Bloodleaf (Bloodleaf #1)(35)



In spite of everything, I found myself smiling. “I already did hit him once,” I said. “But it was more of a really hard shove.”

“Did you, now? He has that effect on people. I’ve gotten a few over on him myself. Mostly when we were children, but still. It counts.”

“That’s because you’ve always been a bully.”

I hadn’t heard Zan arrive, but there he was in the doorway, leaning a shoulder against the frame.

“And where’s my husband?” Kate asked. “You’ve got him doing your dirty work again, no doubt. If I have to clean blood out of any more of his shirts . . .”

“You know it’s never his blood on his shirts.”

“And that’s supposed to make it better?”

He shrugged. “Yes, a little.”

She put her hands on her hips. “I still don’t like it.”

“Don’t worry; tonight it’s nothing dangerous. He’s making my excuses to the king about why I won’t be attending the Petitioner’s Day banquets.”

“Not dangerous?” Kate snorted. “That’s only ‘not dangerous’ because he’s telling Domhnall what he wants to hear.” She leaned over to me and said in a conspiratorial whisper, “Zan’s not really welcomed at any courtly dealings. They used to try to get him to be involved, but he made himself a terrible nuisance and blundered everything he touched until no one could stand it anymore and they quit asking him to come. And that’s really saying something, considering Domhnall is king.”

“It was a calculated effort,” Zan said. “I did it to gain the freedom I needed to get real work done, unhindered by courtly politics and the irrational whims of that very stable genius.”

“Of course it was,” Kate said sweetly. But Zan didn’t answer; his attention had turned to me.

I did not look up as he approached me, choosing instead to stare at his boots through the escaped tendrils of my hair. On our last encounter, I’d been deliriously burning two deviant brutes half to death. The time before that, I’d dragged him into a hedge and draped myself all over him like a lovesick lunatic. At this point I could go dance a naked jig in the town square and my humiliation could not be more complete.

Still, I was intensely aware of his proximity now. Those seconds together in the rose hedge had shifted something fundamental between us, exposing a strange and unsettling connection we’d been oblivious to before. Zan came to a stop a margin closer than should have been comfortable for our limited acquaintance, as if he sensed the connection too and was now testing its borders.

Determined not to be cowed by him or my own newfound curiosity in him, I forced myself to look him full-on in the face. He reached toward my cheek but paused a mere fraction before touching my skin.

“You’re not going to kick me again, are you?” he asked.

“I’m still deciding,” I answered.

Accepting the possible consequences, he tucked my hair back before crooking a finger beneath my chin, moving my face gently to the side so he could survey the bruises along my cheekbone and my swollen lip.

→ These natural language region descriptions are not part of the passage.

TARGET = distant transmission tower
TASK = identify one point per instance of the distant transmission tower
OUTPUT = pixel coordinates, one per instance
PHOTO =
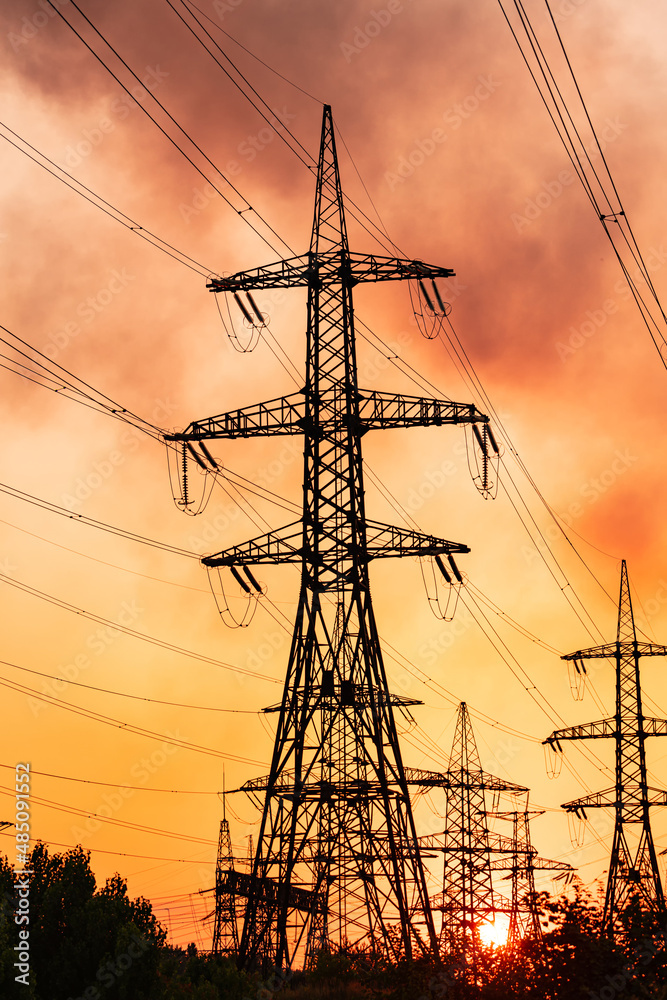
(517, 856)
(633, 871)
(467, 900)
(225, 932)
(336, 856)
(474, 855)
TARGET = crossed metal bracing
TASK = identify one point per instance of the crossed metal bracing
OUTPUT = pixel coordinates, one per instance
(337, 779)
(633, 868)
(472, 853)
(225, 931)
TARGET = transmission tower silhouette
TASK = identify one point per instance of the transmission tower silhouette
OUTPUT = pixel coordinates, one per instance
(633, 871)
(473, 853)
(467, 898)
(336, 859)
(517, 856)
(225, 931)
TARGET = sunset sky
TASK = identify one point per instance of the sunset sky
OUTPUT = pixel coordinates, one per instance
(445, 144)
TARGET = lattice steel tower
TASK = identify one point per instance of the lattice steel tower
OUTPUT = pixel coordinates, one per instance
(336, 856)
(225, 932)
(632, 871)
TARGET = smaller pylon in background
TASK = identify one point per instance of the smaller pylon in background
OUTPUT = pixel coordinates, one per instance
(633, 870)
(470, 902)
(517, 856)
(467, 900)
(225, 932)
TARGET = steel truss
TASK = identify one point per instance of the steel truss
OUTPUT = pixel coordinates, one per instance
(337, 824)
(632, 871)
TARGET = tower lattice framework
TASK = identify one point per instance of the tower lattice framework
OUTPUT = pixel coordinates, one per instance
(225, 931)
(336, 856)
(475, 856)
(633, 870)
(467, 900)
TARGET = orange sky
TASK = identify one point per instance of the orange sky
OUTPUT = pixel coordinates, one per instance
(443, 79)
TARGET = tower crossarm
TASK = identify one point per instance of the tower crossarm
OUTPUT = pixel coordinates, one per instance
(269, 890)
(587, 731)
(536, 864)
(284, 415)
(382, 410)
(385, 540)
(285, 545)
(614, 649)
(318, 269)
(605, 727)
(608, 799)
(453, 779)
(484, 781)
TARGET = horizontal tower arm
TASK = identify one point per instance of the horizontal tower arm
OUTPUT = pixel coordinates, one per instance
(286, 415)
(286, 545)
(611, 649)
(302, 271)
(606, 727)
(382, 410)
(277, 416)
(607, 799)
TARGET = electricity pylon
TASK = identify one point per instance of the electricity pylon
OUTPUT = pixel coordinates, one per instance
(225, 931)
(336, 855)
(517, 856)
(467, 898)
(632, 872)
(473, 853)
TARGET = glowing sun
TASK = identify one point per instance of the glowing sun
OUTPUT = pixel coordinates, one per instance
(494, 932)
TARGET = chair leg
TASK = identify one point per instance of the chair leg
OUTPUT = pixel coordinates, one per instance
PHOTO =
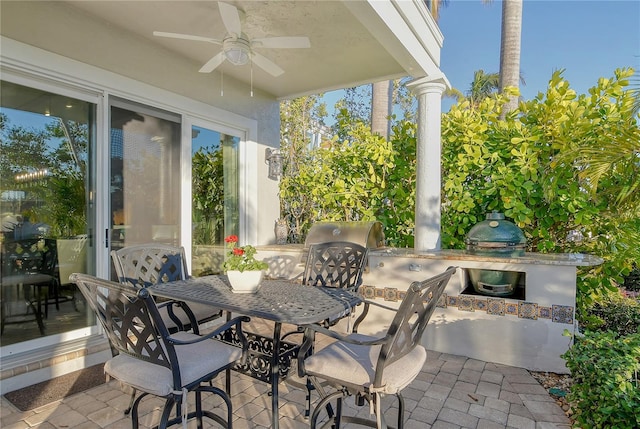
(133, 398)
(400, 411)
(325, 403)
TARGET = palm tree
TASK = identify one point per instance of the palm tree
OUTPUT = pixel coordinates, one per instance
(510, 49)
(382, 92)
(483, 85)
(381, 107)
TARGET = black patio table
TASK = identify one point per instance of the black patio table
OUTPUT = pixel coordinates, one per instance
(281, 301)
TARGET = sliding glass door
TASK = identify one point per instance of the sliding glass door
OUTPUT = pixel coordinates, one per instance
(46, 224)
(145, 180)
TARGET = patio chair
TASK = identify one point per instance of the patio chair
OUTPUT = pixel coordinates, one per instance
(149, 264)
(370, 367)
(154, 362)
(30, 266)
(335, 264)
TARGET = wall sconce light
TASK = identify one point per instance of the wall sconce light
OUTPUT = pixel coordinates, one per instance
(273, 158)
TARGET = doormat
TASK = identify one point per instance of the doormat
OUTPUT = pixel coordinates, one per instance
(44, 393)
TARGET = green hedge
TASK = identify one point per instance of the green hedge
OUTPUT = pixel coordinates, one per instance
(606, 389)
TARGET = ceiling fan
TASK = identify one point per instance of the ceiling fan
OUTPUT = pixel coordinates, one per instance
(237, 47)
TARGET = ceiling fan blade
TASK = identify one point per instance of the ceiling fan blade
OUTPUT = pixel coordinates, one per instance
(212, 63)
(281, 42)
(230, 18)
(187, 37)
(266, 64)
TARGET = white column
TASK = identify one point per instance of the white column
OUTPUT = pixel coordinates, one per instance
(428, 182)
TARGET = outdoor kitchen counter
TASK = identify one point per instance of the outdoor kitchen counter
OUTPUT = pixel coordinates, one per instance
(574, 259)
(524, 329)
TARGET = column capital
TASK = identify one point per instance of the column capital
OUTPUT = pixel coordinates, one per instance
(437, 83)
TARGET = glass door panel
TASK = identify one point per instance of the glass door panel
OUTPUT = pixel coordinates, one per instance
(145, 175)
(215, 210)
(45, 179)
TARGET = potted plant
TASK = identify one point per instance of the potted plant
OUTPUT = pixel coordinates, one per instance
(243, 270)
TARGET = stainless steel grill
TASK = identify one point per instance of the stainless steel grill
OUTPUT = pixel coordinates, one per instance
(367, 234)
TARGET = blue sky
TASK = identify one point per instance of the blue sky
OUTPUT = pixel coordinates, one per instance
(589, 39)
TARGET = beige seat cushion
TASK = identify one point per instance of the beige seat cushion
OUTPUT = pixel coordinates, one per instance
(196, 360)
(355, 365)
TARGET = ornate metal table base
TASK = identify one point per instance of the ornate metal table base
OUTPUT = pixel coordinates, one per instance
(258, 363)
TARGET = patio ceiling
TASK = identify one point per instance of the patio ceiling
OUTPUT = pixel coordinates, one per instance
(352, 42)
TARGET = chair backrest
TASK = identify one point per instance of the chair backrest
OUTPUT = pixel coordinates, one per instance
(335, 264)
(130, 319)
(30, 255)
(410, 321)
(72, 256)
(149, 264)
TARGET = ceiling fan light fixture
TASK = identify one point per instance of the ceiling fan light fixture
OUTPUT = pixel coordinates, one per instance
(237, 51)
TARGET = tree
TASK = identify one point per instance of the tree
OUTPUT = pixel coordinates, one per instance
(381, 107)
(510, 50)
(483, 85)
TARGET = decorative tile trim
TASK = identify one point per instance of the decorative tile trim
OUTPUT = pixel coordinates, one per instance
(490, 305)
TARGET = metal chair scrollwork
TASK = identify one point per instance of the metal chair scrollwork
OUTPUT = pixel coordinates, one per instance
(372, 367)
(154, 362)
(149, 264)
(335, 264)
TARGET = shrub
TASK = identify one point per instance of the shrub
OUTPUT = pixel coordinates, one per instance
(632, 281)
(617, 314)
(606, 390)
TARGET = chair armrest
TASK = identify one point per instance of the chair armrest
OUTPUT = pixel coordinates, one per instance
(365, 311)
(235, 322)
(170, 305)
(306, 348)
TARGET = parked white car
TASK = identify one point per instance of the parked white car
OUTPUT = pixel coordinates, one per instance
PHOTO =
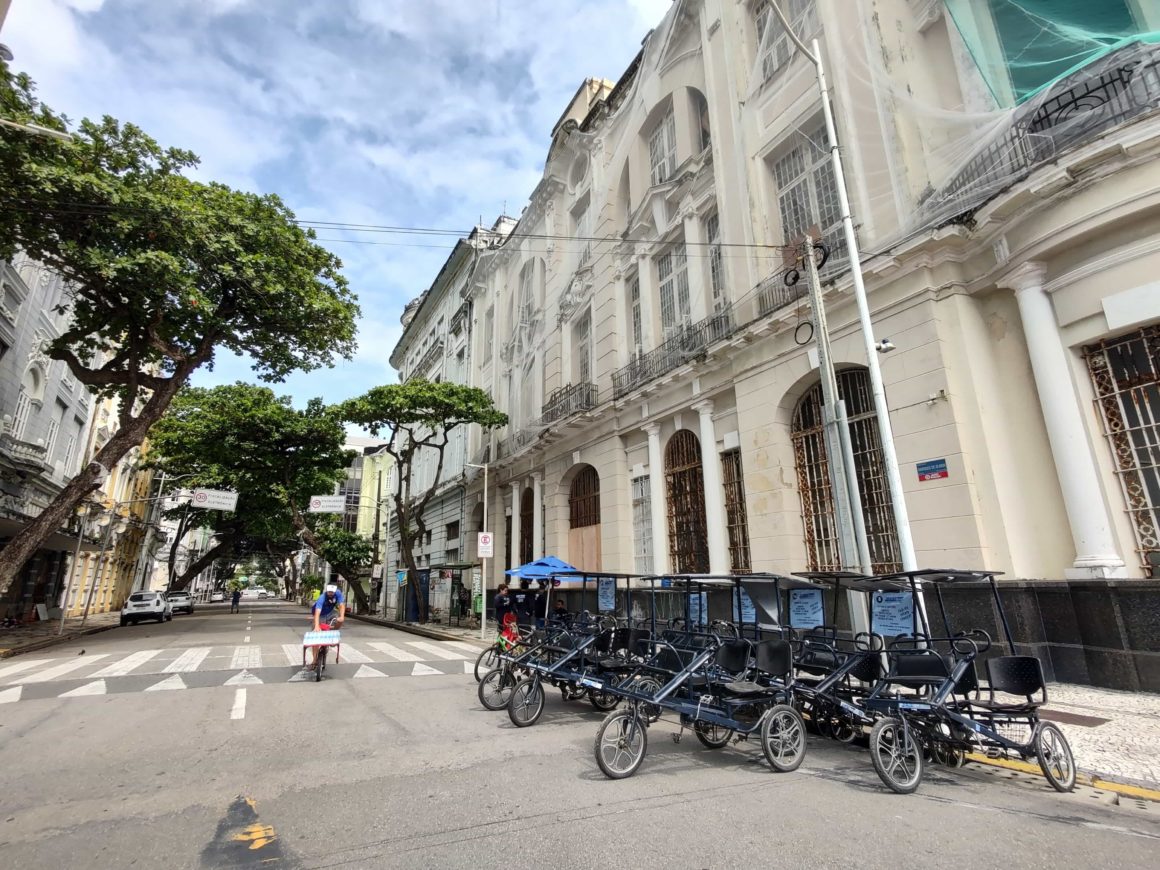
(146, 606)
(181, 601)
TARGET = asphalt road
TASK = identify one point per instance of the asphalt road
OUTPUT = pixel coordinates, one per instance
(390, 762)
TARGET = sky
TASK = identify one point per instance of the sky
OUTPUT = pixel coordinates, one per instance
(393, 113)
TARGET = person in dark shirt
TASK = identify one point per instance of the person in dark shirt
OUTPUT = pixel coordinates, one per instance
(502, 604)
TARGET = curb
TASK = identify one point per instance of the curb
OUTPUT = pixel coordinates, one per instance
(421, 630)
(1139, 792)
(53, 640)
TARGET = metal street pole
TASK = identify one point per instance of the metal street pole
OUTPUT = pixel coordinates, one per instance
(885, 434)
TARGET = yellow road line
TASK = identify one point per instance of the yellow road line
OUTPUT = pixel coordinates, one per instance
(1023, 767)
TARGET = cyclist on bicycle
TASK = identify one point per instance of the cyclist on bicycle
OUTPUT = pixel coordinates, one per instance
(330, 610)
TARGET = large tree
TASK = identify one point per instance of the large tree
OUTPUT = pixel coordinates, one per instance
(162, 272)
(420, 418)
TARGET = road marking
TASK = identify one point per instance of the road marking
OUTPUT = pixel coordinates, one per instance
(353, 657)
(120, 668)
(368, 671)
(244, 679)
(394, 652)
(168, 684)
(437, 651)
(189, 660)
(94, 688)
(62, 669)
(239, 705)
(246, 657)
(23, 666)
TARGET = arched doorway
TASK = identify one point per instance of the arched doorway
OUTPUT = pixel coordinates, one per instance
(527, 527)
(812, 463)
(584, 520)
(688, 530)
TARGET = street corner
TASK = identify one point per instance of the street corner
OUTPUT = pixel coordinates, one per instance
(244, 840)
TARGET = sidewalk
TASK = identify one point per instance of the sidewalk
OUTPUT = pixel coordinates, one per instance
(41, 635)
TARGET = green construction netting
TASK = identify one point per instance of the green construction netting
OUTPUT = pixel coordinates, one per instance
(1022, 46)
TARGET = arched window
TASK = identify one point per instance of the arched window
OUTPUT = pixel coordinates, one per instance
(812, 463)
(688, 530)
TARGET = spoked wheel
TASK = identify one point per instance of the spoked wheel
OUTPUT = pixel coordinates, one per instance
(1055, 755)
(488, 660)
(495, 689)
(783, 738)
(527, 703)
(603, 701)
(897, 756)
(711, 736)
(621, 744)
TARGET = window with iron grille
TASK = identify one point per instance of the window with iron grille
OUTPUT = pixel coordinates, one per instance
(807, 195)
(662, 149)
(673, 276)
(1125, 375)
(716, 265)
(775, 48)
(581, 348)
(812, 464)
(642, 524)
(736, 516)
(584, 499)
(688, 536)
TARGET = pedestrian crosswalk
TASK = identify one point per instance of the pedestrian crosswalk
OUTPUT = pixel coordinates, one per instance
(175, 669)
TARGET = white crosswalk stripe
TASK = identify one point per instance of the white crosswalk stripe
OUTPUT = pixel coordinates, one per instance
(188, 661)
(62, 669)
(394, 652)
(135, 660)
(437, 651)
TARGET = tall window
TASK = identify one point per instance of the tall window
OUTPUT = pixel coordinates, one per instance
(807, 194)
(581, 348)
(642, 524)
(672, 273)
(736, 519)
(662, 149)
(775, 48)
(716, 265)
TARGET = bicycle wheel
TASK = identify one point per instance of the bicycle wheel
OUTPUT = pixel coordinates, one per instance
(495, 688)
(527, 703)
(488, 659)
(897, 755)
(783, 738)
(1055, 756)
(712, 737)
(622, 741)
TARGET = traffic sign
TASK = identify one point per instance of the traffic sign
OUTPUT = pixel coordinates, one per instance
(327, 504)
(486, 548)
(215, 499)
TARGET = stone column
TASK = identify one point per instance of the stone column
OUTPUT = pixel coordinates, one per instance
(1095, 544)
(657, 500)
(514, 543)
(537, 516)
(715, 491)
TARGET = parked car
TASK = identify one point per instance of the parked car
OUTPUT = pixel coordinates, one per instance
(181, 601)
(146, 606)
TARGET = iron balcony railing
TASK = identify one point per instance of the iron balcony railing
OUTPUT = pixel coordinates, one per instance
(568, 400)
(1106, 94)
(687, 343)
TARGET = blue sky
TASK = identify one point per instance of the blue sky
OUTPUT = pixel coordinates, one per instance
(407, 113)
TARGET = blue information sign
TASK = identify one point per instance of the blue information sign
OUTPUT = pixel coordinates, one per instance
(606, 593)
(892, 614)
(806, 609)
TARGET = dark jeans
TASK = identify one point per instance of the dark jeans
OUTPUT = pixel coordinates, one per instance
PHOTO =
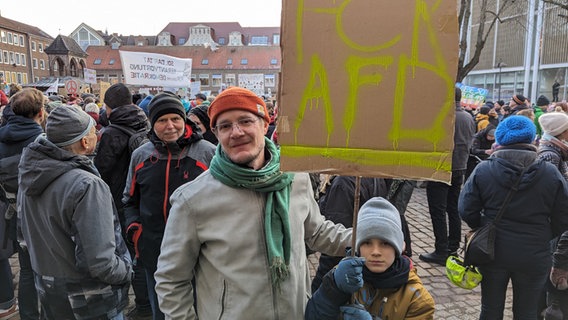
(27, 294)
(526, 287)
(6, 285)
(442, 199)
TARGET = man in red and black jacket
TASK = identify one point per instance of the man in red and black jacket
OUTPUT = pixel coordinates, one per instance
(177, 154)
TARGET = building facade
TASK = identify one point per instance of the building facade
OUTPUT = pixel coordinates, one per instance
(526, 52)
(223, 54)
(22, 52)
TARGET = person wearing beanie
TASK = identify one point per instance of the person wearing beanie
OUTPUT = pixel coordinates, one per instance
(541, 108)
(390, 286)
(122, 120)
(200, 117)
(517, 103)
(443, 198)
(70, 223)
(244, 221)
(175, 154)
(553, 146)
(537, 212)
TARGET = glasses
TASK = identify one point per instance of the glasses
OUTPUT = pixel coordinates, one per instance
(241, 124)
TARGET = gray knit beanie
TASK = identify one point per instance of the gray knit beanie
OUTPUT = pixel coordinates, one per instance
(379, 219)
(67, 124)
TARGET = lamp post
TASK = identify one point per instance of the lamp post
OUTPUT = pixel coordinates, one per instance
(500, 65)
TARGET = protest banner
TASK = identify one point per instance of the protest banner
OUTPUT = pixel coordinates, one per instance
(368, 87)
(154, 69)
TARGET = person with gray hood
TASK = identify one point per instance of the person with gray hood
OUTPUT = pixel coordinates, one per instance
(81, 265)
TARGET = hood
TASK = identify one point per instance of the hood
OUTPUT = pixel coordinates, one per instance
(19, 129)
(191, 134)
(509, 161)
(42, 162)
(130, 116)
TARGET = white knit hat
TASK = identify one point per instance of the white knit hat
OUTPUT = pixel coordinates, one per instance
(553, 123)
(379, 219)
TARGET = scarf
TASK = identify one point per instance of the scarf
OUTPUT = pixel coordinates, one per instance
(394, 277)
(548, 140)
(276, 186)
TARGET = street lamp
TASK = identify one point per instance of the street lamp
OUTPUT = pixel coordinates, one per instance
(500, 65)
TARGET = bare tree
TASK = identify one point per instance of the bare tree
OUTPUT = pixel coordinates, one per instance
(487, 20)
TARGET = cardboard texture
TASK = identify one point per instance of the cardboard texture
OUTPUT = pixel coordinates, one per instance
(367, 87)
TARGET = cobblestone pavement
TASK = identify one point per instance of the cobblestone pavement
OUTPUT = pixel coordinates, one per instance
(452, 303)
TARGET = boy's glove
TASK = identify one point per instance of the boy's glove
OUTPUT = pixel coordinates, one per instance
(352, 312)
(348, 275)
(559, 278)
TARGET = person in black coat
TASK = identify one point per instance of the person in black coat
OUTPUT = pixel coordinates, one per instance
(537, 212)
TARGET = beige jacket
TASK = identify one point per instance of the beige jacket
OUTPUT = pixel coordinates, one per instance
(218, 232)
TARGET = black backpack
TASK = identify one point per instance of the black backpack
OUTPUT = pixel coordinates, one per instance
(135, 138)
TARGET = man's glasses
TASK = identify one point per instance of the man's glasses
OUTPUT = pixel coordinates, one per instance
(226, 127)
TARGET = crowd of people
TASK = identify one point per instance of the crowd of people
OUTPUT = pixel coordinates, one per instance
(144, 192)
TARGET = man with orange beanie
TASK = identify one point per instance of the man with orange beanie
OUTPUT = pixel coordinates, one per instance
(241, 228)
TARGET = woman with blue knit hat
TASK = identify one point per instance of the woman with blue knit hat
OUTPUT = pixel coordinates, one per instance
(536, 213)
(380, 283)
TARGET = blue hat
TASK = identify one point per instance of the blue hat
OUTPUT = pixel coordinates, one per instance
(379, 219)
(515, 129)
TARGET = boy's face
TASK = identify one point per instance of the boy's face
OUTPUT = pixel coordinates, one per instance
(378, 254)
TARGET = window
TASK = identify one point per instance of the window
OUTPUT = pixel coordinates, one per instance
(216, 80)
(259, 41)
(230, 79)
(204, 79)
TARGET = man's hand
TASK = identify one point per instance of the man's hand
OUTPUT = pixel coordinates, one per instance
(348, 275)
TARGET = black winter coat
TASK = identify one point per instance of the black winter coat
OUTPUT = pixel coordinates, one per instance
(537, 212)
(113, 154)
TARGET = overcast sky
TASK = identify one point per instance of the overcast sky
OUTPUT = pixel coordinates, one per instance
(128, 17)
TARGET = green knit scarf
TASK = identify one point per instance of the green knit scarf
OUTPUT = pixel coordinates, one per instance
(276, 185)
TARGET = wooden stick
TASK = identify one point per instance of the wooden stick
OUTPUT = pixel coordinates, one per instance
(355, 213)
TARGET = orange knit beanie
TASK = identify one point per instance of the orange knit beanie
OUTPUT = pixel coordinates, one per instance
(236, 98)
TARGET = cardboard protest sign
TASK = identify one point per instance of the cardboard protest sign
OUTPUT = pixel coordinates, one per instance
(154, 69)
(367, 87)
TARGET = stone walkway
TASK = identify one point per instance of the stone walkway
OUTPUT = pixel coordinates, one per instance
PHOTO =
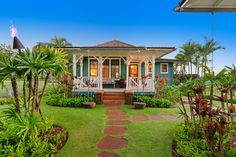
(114, 131)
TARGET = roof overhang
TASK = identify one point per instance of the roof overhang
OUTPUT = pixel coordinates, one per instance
(206, 6)
(121, 51)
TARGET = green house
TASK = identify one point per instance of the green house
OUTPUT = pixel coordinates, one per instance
(116, 66)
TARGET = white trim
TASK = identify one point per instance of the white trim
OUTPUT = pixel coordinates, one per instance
(103, 59)
(161, 68)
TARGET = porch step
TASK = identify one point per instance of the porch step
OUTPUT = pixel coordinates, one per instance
(114, 96)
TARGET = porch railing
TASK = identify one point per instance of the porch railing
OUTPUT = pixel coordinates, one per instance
(83, 83)
(135, 83)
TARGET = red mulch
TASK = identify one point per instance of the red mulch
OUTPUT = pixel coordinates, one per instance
(117, 112)
(115, 130)
(157, 117)
(112, 143)
(107, 154)
(117, 122)
(139, 118)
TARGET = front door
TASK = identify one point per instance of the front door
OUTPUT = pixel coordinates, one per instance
(133, 70)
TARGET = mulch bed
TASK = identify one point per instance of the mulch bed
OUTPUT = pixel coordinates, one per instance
(118, 122)
(115, 130)
(112, 143)
(107, 154)
(139, 118)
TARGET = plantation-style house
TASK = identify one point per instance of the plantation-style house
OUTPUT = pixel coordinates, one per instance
(117, 67)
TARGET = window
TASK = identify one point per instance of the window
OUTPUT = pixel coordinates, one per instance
(115, 69)
(133, 70)
(149, 68)
(164, 68)
(105, 69)
(93, 68)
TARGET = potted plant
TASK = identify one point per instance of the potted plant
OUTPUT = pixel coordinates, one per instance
(139, 104)
(89, 104)
(198, 86)
(122, 82)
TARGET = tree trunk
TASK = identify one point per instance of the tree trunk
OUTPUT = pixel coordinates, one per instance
(29, 78)
(15, 92)
(34, 94)
(44, 87)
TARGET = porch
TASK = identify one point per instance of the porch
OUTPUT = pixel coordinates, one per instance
(135, 68)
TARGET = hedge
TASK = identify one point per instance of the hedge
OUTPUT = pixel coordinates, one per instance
(153, 102)
(68, 102)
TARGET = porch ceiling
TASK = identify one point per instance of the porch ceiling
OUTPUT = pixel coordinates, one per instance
(206, 6)
(136, 51)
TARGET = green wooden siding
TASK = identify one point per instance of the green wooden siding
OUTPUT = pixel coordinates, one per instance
(142, 69)
(123, 69)
(170, 74)
(85, 67)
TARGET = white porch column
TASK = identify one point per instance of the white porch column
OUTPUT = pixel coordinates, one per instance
(81, 67)
(153, 72)
(100, 71)
(127, 74)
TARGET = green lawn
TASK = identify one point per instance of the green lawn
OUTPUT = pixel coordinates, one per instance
(85, 126)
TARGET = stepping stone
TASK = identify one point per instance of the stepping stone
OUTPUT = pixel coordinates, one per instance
(157, 118)
(139, 118)
(115, 130)
(112, 143)
(123, 117)
(117, 122)
(107, 154)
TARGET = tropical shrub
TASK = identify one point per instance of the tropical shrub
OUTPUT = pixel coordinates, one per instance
(28, 135)
(6, 101)
(153, 102)
(68, 102)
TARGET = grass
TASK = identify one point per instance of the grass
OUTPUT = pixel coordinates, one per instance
(84, 125)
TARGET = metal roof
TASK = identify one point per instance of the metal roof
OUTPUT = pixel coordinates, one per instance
(206, 6)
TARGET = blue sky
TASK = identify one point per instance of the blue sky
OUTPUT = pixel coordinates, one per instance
(138, 22)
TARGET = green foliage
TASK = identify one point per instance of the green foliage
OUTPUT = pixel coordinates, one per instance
(68, 102)
(154, 102)
(170, 93)
(6, 101)
(27, 135)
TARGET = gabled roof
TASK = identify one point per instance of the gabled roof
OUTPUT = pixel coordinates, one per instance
(114, 43)
(206, 6)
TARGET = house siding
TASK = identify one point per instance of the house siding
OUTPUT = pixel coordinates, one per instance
(170, 74)
(85, 67)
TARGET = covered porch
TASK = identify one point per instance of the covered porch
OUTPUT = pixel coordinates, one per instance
(104, 66)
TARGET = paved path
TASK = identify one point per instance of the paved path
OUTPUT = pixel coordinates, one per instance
(116, 127)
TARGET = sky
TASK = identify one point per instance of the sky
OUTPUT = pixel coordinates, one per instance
(138, 22)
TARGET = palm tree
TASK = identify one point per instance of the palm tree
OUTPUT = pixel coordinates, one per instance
(60, 42)
(9, 69)
(44, 60)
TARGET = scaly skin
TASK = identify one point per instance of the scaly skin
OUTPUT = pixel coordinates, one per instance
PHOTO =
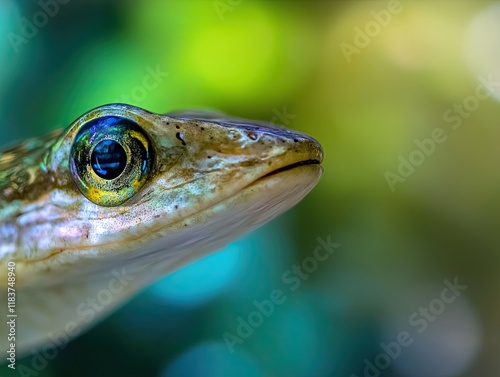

Pursing his lips, he asked, “I know you’ve been through a lot, but do you feel well enough to take a walk? There’s something I’d like to show you.”



* * *



Moving was much more difficult than I anticipated, but Zan tried to be patient, retaining his air of casual uncaring but still putting his arm around my shoulders to help me when I winced or gasped as we picked over the rough terrain. And it was rough; we left Kate’s house by the back door, skirting past an old hut and a small pond where a dozen geese watched us with lazy disinterest. The environment was quite different from the center of the city. Old King Achlev had wanted to make his wall into a perfect circle, and that meant enclosing parts of the cliffs and forest and mountain.

“Where are we going?” I asked, looking up at the towering pines.

“Not long now,” he replied, helping me down into a depression that must have been left by a creek on its way to the fjord, before it was dammed to make the pond.

“That’s not an answer.”

“Look.” He parted some tall reeds and pointed to the underside of the bridge.

“I don’t see—?”

He moved me two feet forward, and an opening came into view. It was little more than three feet high, framed into a square by old timbers. Probably some kind of defunct culvert. “It requires a slight change of perspective to find it,” he said, ducking inside and motioning me to follow.

The interior of the passage was dark and musty, smelling strongly of mold and muddy soil. “After the wall was erected, a system of canals was built under the city to irrigate the vegetation growing on the inside of the wall. As the city grew, the earliest system was no longer sufficient, so three hundred or so years ago they blocked off some of the old water lines and built newer, stronger ones. Watch your head there. When I was a kid, I spent a lot of time reading old books from the archives, and I came across the plans for the old system.”

“That’s what this is? Some old canal?”

“Yes. This is one of the better ones. Most are collapsed or flooded, and impassable. This way.”

The passage forked, one side slanting off sharply to the right, the other carrying on straight forward. We took the right passage, which seemed to descend for a long while before angling back up and winding in a narrow circle. Then, with little warning, we stepped out into the light.